スローモーションのように見えているグリーンヒルダイルに、俺はかがみ込み右足を地面ギリギリの高さでグリーンヒルダイルの足を払うように蹴り入れる。見事にすっ転びメムのすぐ前でヘッドスライディングするように滑り込む。
この隙にグリーンヒルダイルの後足を一気に両脇で抱え込み、そのまま足を反り返らせて締め上げ敵の背中にダメージを与えるようにすると、プロレス技の逆エビ固めみたいな感じになる。
「くっ、しかし硬い体だな……。」
そう呟きながら逆エビ固めをかけ続けているところにメムがグリーンヒルダイルの鼻先を思いっきり噛み付く。敵の目を爪で引っ掻き目潰しをする。伸ばしてきた舌を爪で切り裂く。

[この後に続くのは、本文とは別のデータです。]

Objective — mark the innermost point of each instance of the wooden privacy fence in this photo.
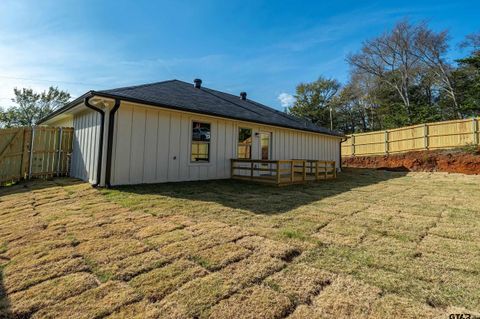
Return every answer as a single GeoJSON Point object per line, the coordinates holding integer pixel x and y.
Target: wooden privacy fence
{"type": "Point", "coordinates": [28, 152]}
{"type": "Point", "coordinates": [282, 172]}
{"type": "Point", "coordinates": [430, 136]}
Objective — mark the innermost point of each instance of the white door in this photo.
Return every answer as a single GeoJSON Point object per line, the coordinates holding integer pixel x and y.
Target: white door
{"type": "Point", "coordinates": [265, 150]}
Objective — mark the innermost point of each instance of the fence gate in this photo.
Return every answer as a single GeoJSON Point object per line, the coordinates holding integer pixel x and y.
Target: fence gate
{"type": "Point", "coordinates": [28, 152]}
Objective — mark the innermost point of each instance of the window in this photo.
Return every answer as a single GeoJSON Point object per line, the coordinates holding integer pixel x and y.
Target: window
{"type": "Point", "coordinates": [244, 143]}
{"type": "Point", "coordinates": [200, 142]}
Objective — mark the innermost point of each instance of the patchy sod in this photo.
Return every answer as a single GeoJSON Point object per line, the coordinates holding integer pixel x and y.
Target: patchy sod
{"type": "Point", "coordinates": [255, 302]}
{"type": "Point", "coordinates": [371, 244]}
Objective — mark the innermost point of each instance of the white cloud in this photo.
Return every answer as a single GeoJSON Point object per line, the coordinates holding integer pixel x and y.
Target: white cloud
{"type": "Point", "coordinates": [286, 100]}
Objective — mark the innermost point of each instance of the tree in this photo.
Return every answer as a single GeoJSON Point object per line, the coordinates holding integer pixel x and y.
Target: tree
{"type": "Point", "coordinates": [430, 48]}
{"type": "Point", "coordinates": [314, 101]}
{"type": "Point", "coordinates": [356, 105]}
{"type": "Point", "coordinates": [32, 106]}
{"type": "Point", "coordinates": [467, 77]}
{"type": "Point", "coordinates": [390, 59]}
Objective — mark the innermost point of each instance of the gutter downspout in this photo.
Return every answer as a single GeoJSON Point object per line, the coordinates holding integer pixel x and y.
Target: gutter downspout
{"type": "Point", "coordinates": [111, 126]}
{"type": "Point", "coordinates": [100, 149]}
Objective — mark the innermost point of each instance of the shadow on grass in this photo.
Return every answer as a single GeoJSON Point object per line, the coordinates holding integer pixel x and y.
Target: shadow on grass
{"type": "Point", "coordinates": [4, 303]}
{"type": "Point", "coordinates": [37, 184]}
{"type": "Point", "coordinates": [254, 197]}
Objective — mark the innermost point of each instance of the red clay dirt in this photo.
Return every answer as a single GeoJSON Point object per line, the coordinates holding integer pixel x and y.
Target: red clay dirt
{"type": "Point", "coordinates": [452, 161]}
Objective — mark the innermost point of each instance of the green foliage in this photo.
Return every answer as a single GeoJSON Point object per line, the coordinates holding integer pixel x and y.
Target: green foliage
{"type": "Point", "coordinates": [313, 100]}
{"type": "Point", "coordinates": [32, 106]}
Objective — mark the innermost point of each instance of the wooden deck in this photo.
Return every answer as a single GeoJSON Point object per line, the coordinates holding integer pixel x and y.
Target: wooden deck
{"type": "Point", "coordinates": [282, 172]}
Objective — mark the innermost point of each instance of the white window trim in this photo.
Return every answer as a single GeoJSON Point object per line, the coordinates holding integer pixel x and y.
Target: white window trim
{"type": "Point", "coordinates": [190, 140]}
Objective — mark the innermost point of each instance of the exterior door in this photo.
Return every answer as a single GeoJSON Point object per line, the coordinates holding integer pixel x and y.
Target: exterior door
{"type": "Point", "coordinates": [265, 150]}
{"type": "Point", "coordinates": [265, 145]}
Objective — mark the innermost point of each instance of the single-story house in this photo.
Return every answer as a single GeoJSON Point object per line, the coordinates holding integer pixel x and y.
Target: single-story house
{"type": "Point", "coordinates": [177, 131]}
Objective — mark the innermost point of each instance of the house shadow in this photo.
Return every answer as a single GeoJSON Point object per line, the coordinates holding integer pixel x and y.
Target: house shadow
{"type": "Point", "coordinates": [26, 186]}
{"type": "Point", "coordinates": [4, 302]}
{"type": "Point", "coordinates": [263, 198]}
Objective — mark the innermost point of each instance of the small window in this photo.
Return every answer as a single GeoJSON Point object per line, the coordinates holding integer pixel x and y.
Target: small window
{"type": "Point", "coordinates": [244, 143]}
{"type": "Point", "coordinates": [200, 142]}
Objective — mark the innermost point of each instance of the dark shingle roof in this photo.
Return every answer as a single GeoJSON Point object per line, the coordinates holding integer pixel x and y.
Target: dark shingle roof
{"type": "Point", "coordinates": [184, 96]}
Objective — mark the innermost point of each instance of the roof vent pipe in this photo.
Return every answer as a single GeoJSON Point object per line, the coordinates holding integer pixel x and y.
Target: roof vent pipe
{"type": "Point", "coordinates": [198, 83]}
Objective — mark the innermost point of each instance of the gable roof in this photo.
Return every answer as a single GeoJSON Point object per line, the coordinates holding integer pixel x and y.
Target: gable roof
{"type": "Point", "coordinates": [184, 96]}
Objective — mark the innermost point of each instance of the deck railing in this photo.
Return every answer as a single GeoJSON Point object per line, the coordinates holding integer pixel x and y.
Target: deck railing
{"type": "Point", "coordinates": [282, 172]}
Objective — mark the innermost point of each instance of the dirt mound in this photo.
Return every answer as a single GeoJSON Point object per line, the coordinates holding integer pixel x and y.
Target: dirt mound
{"type": "Point", "coordinates": [452, 161]}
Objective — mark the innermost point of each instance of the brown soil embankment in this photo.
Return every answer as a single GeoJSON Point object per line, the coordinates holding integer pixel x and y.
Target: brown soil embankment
{"type": "Point", "coordinates": [452, 161]}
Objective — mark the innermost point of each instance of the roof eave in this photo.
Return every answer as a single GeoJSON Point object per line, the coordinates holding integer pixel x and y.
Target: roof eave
{"type": "Point", "coordinates": [140, 101]}
{"type": "Point", "coordinates": [66, 107]}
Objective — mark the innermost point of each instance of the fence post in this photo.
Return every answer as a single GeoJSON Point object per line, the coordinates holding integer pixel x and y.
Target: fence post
{"type": "Point", "coordinates": [386, 142]}
{"type": "Point", "coordinates": [425, 136]}
{"type": "Point", "coordinates": [278, 172]}
{"type": "Point", "coordinates": [59, 151]}
{"type": "Point", "coordinates": [304, 171]}
{"type": "Point", "coordinates": [475, 131]}
{"type": "Point", "coordinates": [31, 153]}
{"type": "Point", "coordinates": [292, 171]}
{"type": "Point", "coordinates": [353, 144]}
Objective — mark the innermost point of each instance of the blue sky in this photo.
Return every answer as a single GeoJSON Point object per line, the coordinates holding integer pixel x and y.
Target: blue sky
{"type": "Point", "coordinates": [262, 47]}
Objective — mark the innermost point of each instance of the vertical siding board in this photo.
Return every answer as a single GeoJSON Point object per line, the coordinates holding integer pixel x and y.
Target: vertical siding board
{"type": "Point", "coordinates": [85, 146]}
{"type": "Point", "coordinates": [122, 154]}
{"type": "Point", "coordinates": [150, 147]}
{"type": "Point", "coordinates": [163, 145]}
{"type": "Point", "coordinates": [173, 163]}
{"type": "Point", "coordinates": [211, 169]}
{"type": "Point", "coordinates": [153, 145]}
{"type": "Point", "coordinates": [137, 145]}
{"type": "Point", "coordinates": [184, 151]}
{"type": "Point", "coordinates": [220, 167]}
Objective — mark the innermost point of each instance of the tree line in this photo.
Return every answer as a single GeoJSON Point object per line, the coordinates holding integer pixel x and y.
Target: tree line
{"type": "Point", "coordinates": [402, 77]}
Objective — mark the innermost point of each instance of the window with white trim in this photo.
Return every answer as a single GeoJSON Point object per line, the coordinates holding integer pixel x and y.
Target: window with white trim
{"type": "Point", "coordinates": [244, 149]}
{"type": "Point", "coordinates": [200, 151]}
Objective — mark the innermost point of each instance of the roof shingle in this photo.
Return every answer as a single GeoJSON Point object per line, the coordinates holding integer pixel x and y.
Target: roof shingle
{"type": "Point", "coordinates": [184, 96]}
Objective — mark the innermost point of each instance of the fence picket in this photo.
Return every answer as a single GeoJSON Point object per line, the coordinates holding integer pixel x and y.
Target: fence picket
{"type": "Point", "coordinates": [34, 152]}
{"type": "Point", "coordinates": [429, 136]}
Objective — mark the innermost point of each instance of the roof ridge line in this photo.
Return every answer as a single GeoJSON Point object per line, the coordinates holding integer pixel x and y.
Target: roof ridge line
{"type": "Point", "coordinates": [211, 93]}
{"type": "Point", "coordinates": [138, 86]}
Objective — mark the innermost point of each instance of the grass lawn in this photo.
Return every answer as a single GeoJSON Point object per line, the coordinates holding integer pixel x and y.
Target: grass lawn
{"type": "Point", "coordinates": [371, 244]}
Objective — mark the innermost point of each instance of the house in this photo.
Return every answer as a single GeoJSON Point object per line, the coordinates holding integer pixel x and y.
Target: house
{"type": "Point", "coordinates": [177, 131]}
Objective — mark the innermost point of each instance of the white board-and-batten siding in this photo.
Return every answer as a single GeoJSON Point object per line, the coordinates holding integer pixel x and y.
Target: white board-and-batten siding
{"type": "Point", "coordinates": [84, 161]}
{"type": "Point", "coordinates": [152, 145]}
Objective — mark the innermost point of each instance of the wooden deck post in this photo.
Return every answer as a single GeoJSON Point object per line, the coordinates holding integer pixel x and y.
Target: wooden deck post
{"type": "Point", "coordinates": [278, 172]}
{"type": "Point", "coordinates": [292, 171]}
{"type": "Point", "coordinates": [386, 142]}
{"type": "Point", "coordinates": [59, 150]}
{"type": "Point", "coordinates": [353, 144]}
{"type": "Point", "coordinates": [304, 171]}
{"type": "Point", "coordinates": [475, 131]}
{"type": "Point", "coordinates": [30, 159]}
{"type": "Point", "coordinates": [425, 136]}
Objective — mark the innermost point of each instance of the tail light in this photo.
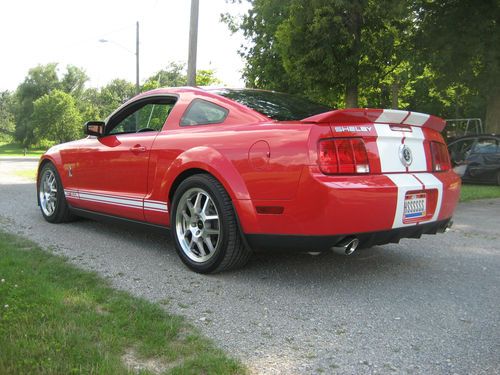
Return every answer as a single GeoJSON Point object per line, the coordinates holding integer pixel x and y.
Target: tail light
{"type": "Point", "coordinates": [343, 156]}
{"type": "Point", "coordinates": [440, 157]}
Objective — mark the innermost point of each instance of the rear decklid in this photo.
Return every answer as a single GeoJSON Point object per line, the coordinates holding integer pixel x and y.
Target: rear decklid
{"type": "Point", "coordinates": [396, 141]}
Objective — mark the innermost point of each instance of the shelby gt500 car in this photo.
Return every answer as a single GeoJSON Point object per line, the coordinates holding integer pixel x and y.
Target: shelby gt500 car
{"type": "Point", "coordinates": [233, 170]}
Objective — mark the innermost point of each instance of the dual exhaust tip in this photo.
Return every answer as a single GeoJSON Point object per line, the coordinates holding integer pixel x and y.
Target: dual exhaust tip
{"type": "Point", "coordinates": [346, 246]}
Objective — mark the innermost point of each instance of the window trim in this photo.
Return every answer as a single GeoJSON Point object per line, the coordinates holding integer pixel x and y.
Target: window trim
{"type": "Point", "coordinates": [193, 102]}
{"type": "Point", "coordinates": [123, 112]}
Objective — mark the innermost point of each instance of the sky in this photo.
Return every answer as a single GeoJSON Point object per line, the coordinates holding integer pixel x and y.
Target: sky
{"type": "Point", "coordinates": [68, 32]}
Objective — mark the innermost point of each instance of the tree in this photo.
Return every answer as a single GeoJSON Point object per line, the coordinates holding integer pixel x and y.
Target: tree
{"type": "Point", "coordinates": [460, 39]}
{"type": "Point", "coordinates": [174, 75]}
{"type": "Point", "coordinates": [73, 81]}
{"type": "Point", "coordinates": [325, 49]}
{"type": "Point", "coordinates": [114, 94]}
{"type": "Point", "coordinates": [39, 81]}
{"type": "Point", "coordinates": [56, 118]}
{"type": "Point", "coordinates": [7, 124]}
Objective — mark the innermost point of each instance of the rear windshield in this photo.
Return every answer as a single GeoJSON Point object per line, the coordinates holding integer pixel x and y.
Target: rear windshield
{"type": "Point", "coordinates": [276, 105]}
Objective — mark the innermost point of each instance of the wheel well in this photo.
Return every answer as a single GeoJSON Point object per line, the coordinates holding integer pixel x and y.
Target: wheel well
{"type": "Point", "coordinates": [182, 177]}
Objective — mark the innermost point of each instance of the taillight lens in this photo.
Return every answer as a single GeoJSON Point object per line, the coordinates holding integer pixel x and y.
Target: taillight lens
{"type": "Point", "coordinates": [440, 157]}
{"type": "Point", "coordinates": [343, 156]}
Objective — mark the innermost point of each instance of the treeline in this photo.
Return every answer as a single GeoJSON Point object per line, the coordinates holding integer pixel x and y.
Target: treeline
{"type": "Point", "coordinates": [50, 107]}
{"type": "Point", "coordinates": [434, 56]}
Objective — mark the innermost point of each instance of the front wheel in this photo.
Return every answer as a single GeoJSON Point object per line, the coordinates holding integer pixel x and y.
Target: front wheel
{"type": "Point", "coordinates": [51, 196]}
{"type": "Point", "coordinates": [205, 228]}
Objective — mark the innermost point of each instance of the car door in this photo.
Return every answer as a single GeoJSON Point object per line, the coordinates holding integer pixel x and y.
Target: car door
{"type": "Point", "coordinates": [111, 172]}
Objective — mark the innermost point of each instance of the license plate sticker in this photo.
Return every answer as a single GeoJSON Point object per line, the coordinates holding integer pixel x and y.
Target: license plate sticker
{"type": "Point", "coordinates": [415, 206]}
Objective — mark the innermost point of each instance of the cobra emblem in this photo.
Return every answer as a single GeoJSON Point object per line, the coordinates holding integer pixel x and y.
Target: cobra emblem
{"type": "Point", "coordinates": [405, 155]}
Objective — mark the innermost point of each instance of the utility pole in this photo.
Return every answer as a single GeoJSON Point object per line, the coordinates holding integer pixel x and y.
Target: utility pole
{"type": "Point", "coordinates": [137, 89]}
{"type": "Point", "coordinates": [193, 41]}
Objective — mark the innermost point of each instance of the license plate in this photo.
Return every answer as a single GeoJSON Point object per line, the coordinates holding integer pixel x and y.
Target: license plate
{"type": "Point", "coordinates": [415, 206]}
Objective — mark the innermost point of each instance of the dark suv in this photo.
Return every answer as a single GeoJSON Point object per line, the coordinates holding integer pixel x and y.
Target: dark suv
{"type": "Point", "coordinates": [476, 158]}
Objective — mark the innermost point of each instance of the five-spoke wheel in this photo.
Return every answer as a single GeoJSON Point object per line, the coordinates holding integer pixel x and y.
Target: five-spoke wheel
{"type": "Point", "coordinates": [204, 226]}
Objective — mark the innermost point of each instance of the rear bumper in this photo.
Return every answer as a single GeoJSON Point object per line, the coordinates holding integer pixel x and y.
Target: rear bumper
{"type": "Point", "coordinates": [321, 243]}
{"type": "Point", "coordinates": [326, 206]}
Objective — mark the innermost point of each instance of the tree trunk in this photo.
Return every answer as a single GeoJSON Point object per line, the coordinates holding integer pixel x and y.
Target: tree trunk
{"type": "Point", "coordinates": [351, 95]}
{"type": "Point", "coordinates": [354, 25]}
{"type": "Point", "coordinates": [395, 95]}
{"type": "Point", "coordinates": [493, 113]}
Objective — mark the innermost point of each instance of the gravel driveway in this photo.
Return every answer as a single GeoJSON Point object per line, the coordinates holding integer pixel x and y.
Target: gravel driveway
{"type": "Point", "coordinates": [428, 306]}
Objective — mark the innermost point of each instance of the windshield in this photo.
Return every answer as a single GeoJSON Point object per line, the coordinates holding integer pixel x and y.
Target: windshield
{"type": "Point", "coordinates": [276, 105]}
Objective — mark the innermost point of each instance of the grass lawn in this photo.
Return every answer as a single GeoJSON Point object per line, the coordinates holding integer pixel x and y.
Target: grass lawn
{"type": "Point", "coordinates": [57, 319]}
{"type": "Point", "coordinates": [472, 192]}
{"type": "Point", "coordinates": [14, 149]}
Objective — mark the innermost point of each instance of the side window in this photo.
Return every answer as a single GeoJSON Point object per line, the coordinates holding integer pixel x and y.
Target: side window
{"type": "Point", "coordinates": [460, 151]}
{"type": "Point", "coordinates": [149, 117]}
{"type": "Point", "coordinates": [201, 112]}
{"type": "Point", "coordinates": [486, 146]}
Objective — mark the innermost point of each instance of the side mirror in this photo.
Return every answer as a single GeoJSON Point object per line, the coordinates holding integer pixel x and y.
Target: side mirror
{"type": "Point", "coordinates": [94, 128]}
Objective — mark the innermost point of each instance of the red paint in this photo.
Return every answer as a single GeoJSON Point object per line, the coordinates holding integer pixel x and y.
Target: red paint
{"type": "Point", "coordinates": [270, 169]}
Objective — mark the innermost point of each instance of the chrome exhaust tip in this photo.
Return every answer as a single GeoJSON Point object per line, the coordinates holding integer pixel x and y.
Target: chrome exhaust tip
{"type": "Point", "coordinates": [346, 247]}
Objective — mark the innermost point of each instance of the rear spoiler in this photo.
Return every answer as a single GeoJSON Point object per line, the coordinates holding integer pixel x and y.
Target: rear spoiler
{"type": "Point", "coordinates": [385, 116]}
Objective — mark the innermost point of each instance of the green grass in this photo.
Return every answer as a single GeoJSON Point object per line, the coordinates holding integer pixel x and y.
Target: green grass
{"type": "Point", "coordinates": [14, 149]}
{"type": "Point", "coordinates": [472, 192]}
{"type": "Point", "coordinates": [57, 319]}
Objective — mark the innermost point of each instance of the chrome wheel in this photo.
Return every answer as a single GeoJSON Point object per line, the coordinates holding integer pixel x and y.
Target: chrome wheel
{"type": "Point", "coordinates": [197, 225]}
{"type": "Point", "coordinates": [48, 192]}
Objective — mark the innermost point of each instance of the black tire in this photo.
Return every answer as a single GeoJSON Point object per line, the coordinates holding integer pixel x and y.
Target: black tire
{"type": "Point", "coordinates": [61, 212]}
{"type": "Point", "coordinates": [230, 251]}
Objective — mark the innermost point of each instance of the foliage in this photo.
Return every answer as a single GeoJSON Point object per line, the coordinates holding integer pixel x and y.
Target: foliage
{"type": "Point", "coordinates": [56, 118]}
{"type": "Point", "coordinates": [7, 124]}
{"type": "Point", "coordinates": [42, 80]}
{"type": "Point", "coordinates": [460, 40]}
{"type": "Point", "coordinates": [174, 75]}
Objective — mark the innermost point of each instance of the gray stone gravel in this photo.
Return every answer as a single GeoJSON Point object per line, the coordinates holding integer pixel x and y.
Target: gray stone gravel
{"type": "Point", "coordinates": [428, 306]}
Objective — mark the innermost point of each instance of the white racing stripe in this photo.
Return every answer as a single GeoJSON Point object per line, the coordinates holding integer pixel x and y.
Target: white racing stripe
{"type": "Point", "coordinates": [117, 200]}
{"type": "Point", "coordinates": [408, 182]}
{"type": "Point", "coordinates": [388, 142]}
{"type": "Point", "coordinates": [404, 183]}
{"type": "Point", "coordinates": [431, 182]}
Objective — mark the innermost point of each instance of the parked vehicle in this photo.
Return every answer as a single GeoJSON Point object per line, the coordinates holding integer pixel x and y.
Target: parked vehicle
{"type": "Point", "coordinates": [233, 170]}
{"type": "Point", "coordinates": [476, 158]}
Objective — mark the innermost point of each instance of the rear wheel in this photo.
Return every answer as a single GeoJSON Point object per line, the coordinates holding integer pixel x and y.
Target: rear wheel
{"type": "Point", "coordinates": [51, 196]}
{"type": "Point", "coordinates": [205, 228]}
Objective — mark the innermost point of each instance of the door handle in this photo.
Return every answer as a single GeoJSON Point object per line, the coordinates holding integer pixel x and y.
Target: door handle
{"type": "Point", "coordinates": [138, 148]}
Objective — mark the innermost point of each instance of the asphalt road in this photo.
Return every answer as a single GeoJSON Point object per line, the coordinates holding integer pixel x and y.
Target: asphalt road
{"type": "Point", "coordinates": [428, 306]}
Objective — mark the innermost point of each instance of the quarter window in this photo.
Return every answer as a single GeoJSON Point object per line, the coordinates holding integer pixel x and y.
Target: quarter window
{"type": "Point", "coordinates": [201, 112]}
{"type": "Point", "coordinates": [486, 146]}
{"type": "Point", "coordinates": [148, 118]}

グリーンヒルダイルはメムと俺の攻撃に断末魔の悲鳴を上げ、頭部をのけ反らせる。弱そうな白色の表皮側が露呈したところで、メムが喉笛のあたりに噛みつき牙を突き立て、喉部分らしきところを食いちぎる。
グリーンヒルダイルは、
「グジュァー……。」
と悲鳴を空気の抜けるような音を出してピクリとも動かなくなった。
「ふぅ、まあ、なんとかしたが……。メム様、大丈夫ですか。」
メムは息を荒くしている。メムの口の周りがグリーンヒルダイルの血か体液にまみれている。
(ごめん、戦闘に気を取られて、……感知が遅れたようね。ミヤンよ。)
念話術で俺に告げる。その直後、
「やーっと見つけたわよ、ニシキさん、メムちゃん。」
そう言ってミヤンが俺たちに追いついてきたのだった。